Consider reports this week out of Forbes where 50 editorial positions have been slashed, including the elimination of news bureaus in Los Angeles and London.
This isn't Toledo and Tacoma being whacked. It is simply stunning that Forbes has pulled out ground resources in two of the largest, most relevant cities in the world.
Wire service Associated Press is feeling the same economic burn. Apparently, management has told employees to prepare for a 10 percent staff reduction in 2010. That translates to more than 400 news reporting jobs set to be scraped.
The free fall of news publishing is not solely a result of the prolonged global financial downturn. There is a bigger and more game-changing factor at play here.
Simply put, the reliance by business customers and consumers on social networks and online communities as sources of high value and trusted content have marginalized the influence of traditional providers of credibility.
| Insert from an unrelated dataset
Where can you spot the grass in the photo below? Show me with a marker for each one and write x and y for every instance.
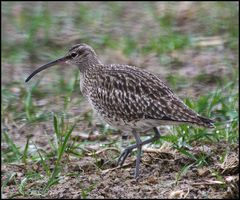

You have to fish where the fish are, right? And companies now recognize that their key audiences have shifted to online environments. The advertising-based business model of publishers and broadcasters is no longer viable.
What does this mean for the corporate marketing professional?
There is a more compelling business case for the integration of social media marketing activities into a company's mix of promotional programs.
We're still very much in the early adopter phase of social media marketing as a measurable driver of business ROI. Yet, at Strategic Communications Group (Strategic) we've spent the better part of two years running campaigns for clients like Microsoft, Monster, British Telecom (BT), BearingPoint, Sun Microsystems, Inmarsat, Spirent, GovDelivery and BroadSoft.
This experience has given us insight into lots of best practices.
Ultimately, there will be winners and losers when it comes to where people spend a majority of their time. My bet is on social media.